Background: Alveolar macrophages (AM) are the major population in bronchoalveolar lavage (BAL) cells; we assessed their role in human lung allograft recipients by correlating the expression of adhesion molecules and inflammatory cytokines with clinical outcome of allograft.
Methods: We obtained BAL samples from patients and enriched them for AM in plastic petri dish for 2 hours at 37 degrees C in 5% CO(2). Expression of intercellular adhesion molecule-1 (ICAM-1, CD54), platelet endothelial cell adhesion molecule-1 (PECAM-1, CD31), and CD11c was assessed by flow cytometry using monoclonal antibodies. We assessed cytokine profile using Multi-Probe RNase protection assay.
Results: Alveolar macrophages that express CD11c, CD31 and CD54 were increased in patients with either rejection or infection compared with those without rejection and infection. The difference in the percentage of AM expressing CD11c and CD31 between the rejection group and patients without rejection and infection group was statistically significant (CD11c, p < 0.01; CD31, p < 0.03).
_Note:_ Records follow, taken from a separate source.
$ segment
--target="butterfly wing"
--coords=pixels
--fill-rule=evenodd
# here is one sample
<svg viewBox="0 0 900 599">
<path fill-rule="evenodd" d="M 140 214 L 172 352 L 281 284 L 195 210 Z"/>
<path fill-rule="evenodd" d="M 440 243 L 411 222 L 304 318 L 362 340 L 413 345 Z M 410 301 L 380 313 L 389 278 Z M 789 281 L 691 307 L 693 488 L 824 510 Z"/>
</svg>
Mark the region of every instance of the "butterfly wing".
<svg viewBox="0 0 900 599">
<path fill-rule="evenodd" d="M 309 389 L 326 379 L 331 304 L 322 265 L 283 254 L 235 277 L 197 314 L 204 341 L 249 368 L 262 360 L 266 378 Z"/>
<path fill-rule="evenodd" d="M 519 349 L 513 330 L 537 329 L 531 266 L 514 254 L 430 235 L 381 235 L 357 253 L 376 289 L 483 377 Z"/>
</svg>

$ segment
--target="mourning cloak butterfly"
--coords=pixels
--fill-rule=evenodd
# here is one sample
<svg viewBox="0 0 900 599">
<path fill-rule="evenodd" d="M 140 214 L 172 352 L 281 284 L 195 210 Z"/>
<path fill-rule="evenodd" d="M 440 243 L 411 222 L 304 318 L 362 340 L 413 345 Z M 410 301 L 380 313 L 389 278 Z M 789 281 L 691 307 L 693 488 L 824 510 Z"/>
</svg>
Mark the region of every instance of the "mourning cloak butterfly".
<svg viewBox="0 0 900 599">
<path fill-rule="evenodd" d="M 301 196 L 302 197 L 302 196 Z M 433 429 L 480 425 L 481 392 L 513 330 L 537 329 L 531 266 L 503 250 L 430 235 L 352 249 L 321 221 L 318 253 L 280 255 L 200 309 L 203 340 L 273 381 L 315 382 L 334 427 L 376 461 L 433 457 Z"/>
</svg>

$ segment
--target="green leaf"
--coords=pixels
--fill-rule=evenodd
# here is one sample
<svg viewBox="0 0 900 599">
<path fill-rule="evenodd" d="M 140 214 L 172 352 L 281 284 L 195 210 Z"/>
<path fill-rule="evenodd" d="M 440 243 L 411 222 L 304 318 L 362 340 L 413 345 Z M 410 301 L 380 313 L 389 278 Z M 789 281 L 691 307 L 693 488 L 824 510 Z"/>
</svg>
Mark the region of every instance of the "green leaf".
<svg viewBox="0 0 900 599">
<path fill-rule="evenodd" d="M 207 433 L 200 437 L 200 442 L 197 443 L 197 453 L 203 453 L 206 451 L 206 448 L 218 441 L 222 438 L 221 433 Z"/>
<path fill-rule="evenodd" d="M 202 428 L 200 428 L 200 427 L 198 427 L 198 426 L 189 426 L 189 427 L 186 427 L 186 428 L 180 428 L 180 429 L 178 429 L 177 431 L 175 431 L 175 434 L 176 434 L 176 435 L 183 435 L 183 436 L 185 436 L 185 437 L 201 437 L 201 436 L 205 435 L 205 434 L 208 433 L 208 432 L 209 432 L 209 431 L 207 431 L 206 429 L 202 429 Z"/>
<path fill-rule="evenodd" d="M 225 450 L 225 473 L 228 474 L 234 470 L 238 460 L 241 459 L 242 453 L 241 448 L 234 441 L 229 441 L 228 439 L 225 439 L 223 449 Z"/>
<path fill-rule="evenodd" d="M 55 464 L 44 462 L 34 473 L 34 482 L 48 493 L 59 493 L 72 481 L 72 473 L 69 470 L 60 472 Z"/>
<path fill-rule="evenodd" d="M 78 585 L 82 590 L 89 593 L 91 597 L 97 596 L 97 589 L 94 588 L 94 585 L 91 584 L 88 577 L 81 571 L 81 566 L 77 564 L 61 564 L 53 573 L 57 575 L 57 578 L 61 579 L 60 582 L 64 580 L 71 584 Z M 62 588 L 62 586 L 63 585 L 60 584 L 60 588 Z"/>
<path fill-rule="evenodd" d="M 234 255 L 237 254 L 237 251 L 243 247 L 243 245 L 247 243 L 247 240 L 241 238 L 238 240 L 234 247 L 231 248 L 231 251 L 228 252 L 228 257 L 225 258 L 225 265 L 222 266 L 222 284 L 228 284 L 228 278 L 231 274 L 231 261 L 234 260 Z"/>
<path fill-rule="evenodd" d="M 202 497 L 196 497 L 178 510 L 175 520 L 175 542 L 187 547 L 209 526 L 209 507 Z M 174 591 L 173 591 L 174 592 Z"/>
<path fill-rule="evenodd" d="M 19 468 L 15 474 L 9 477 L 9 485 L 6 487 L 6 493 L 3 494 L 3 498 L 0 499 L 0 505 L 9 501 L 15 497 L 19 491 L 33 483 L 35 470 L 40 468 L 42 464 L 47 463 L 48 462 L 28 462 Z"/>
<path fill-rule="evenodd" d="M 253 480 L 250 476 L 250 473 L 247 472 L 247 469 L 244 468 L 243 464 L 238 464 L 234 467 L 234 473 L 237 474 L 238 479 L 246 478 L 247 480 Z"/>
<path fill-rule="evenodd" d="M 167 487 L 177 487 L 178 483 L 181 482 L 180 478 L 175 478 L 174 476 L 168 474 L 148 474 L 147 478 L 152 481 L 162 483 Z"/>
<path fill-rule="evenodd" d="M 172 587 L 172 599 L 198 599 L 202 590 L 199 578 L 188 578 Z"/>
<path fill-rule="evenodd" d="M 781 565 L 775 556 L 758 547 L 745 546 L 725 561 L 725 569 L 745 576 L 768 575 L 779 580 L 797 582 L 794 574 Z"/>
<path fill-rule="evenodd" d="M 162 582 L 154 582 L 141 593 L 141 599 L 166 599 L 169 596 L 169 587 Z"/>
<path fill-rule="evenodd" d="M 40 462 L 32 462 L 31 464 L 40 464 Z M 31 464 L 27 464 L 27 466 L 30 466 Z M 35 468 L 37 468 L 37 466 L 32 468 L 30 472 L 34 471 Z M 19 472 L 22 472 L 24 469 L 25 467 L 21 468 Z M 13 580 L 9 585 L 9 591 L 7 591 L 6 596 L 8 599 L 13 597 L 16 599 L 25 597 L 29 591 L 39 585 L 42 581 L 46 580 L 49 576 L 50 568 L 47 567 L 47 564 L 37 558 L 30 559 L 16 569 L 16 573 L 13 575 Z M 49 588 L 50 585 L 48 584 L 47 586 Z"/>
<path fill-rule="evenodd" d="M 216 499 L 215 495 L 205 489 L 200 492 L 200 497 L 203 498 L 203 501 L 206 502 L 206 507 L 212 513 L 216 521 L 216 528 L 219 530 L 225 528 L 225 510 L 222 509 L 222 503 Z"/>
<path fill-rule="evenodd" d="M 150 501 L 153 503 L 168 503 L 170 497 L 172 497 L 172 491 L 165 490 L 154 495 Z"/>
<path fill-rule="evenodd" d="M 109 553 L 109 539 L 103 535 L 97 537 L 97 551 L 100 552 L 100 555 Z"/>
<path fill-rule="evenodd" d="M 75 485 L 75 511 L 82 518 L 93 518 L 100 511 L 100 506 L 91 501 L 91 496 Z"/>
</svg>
Interleukin (IL)-1 alpha, IL-1 beta, IL-1 receptor antagonist (IL-1Ra), and IL-6 expression was higher in the rejection group than in patients without rejection. Five out of 9 patients in the rejection group expressed high levels of IL-15 and tumor necrosis factor-alpha compared with patients without rejection and infection. The increased number of AM expressing adhesion molecules and elevated expression of cytokines observed during acute rejection declined to basal levels after successful treatment and resolution of rejection. This study demonstrates that lung allograft rejection is associated with increased expression of adhesion molecules and inflammatory cytokines by AM, which could facilitate mononuclear cell adhesion and extravasation contributing to the allograft injury in lung transplant recipients.